Die Großen Kammer des Europäischen Gerichtshofs für Menschenrechte in Straßburg hat am Dienstag Russland für eine Reihe an Menschenrechtsverstößen auf der Krim verurteilt.

So stellte Gerichtshof eine umfassende Anwendung russischen Rechts auf der Krim fest, was im Lichte des humanitären Völkerrechts einen Verstoß gegen das Recht auf ein faires Verfahren nach Artikel 6 der Europäischen Menschenrechtskonvention darstelle. Zudem sei das Recht auf Achtung des Privat- und Familienlebens (Artikel 8) dadurch missachtet worden, dass es für die Bewohner der Krim kaum möglich war, das Erlangen einer russischen Staatsbürgerschaft abzulehnen.

Eine weitere Verletzung des Artikels sieht das Gericht darin, dass laut eines Berichts des Büros des Hochkommissars für Menschenrechte (OHCHR) „eine beträchtliche Anzahl der Gefangenen der Krim in die Russische Föderation überstellt wurde“ und dass „auch Überstellungen von Untersuchungshäftlingen stattgefunden haben“. Jüngsten Informationen aus dem Jahr 2022 zufolge wurden demnach 12.500 Krim-Häftlinge in Strafvollzugsanstalten auf russischem Gebiet überstellt. Diese Verlegungen bedeuteten für bestimmte Gefangene, insbesondere für die von der ukrainischen Regierung genannten „ukrainischen politischen Gefangenen“, eine große Entfernung von ihrem Wohnort, so die Richter. Wegen der Trennung von ihren Familien stelle das einen Verstoß gegen das Recht auf Achtung des Familienlebens dar.

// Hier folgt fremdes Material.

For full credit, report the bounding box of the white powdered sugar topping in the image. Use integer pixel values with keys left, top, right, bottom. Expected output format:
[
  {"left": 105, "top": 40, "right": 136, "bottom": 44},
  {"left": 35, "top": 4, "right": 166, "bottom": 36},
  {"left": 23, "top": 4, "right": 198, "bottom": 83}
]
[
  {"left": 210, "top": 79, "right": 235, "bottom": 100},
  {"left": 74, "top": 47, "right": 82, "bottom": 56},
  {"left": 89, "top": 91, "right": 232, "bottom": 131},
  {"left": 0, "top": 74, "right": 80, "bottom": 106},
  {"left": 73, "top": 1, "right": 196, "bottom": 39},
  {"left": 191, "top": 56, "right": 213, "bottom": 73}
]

Der Gerichtshof stellte darüber hinaus fest, dass es zwischen 2014 und 2018 insgesamt 43 dokumentierte Fälle von Verschwindenlassen gab und dass der Verbleib von acht entführten Personen weiterhin unbekannt ist. Er verwies auf einen OHCHR-Bericht, wonach es willkürliche Festnahmen und Inhaftierungen, Misshandlungen und Folter gegeben habe, die Elemente sexueller Gewalt beinhalteten. Die Opfer seien in Isolationshaft gehalten worden, mit verbundenen Augen gefesselt, verprügelt, durch Stromschläge getötet und mit Vergewaltigung bedroht worden. Der Gerichtshof sieht darin Verstöße gegen die Artikel 2 (Recht auf Leben), 3 (Verbot unmenschlicher oder erniedrigender Behandlung) und 5 (Recht auf Freiheit und Sicherheit). Schließlich entschied der Gerichtshof einstimmig, dass Russland so schnell wie möglich Maßnahmen für die sichere Rückführung der Gefangenen ergreifen muss, die von der Krim in Strafvollzugsanstalten auf dem Gebiet der Russischen Föderation überstellt wurden. Weitere Teile des Urteils betreffen unter anderem Verstöße gegen die Religionsfreiheit, die Meinungsfreiheit, die Versammlungsfreiheit, das Recht auf Eigentum, das Recht auf Bildung und die Freizügigkeit.

Die Ukraine hat vier zwischenstaatliche Verfahren gegen Russland anhängig; zudem gibt es rund 7.400 Einzelklagen, die sich auf die Ereignisse auf der Krim, in der Ostukraine und im Asowschen Meer sowie auf die militärischen Operationen Russlands auf ukrainischem Gebiet seit dem 24. Februar 2022 beziehen. Russland erkennt die Urteile des Gerichtshofs nicht an.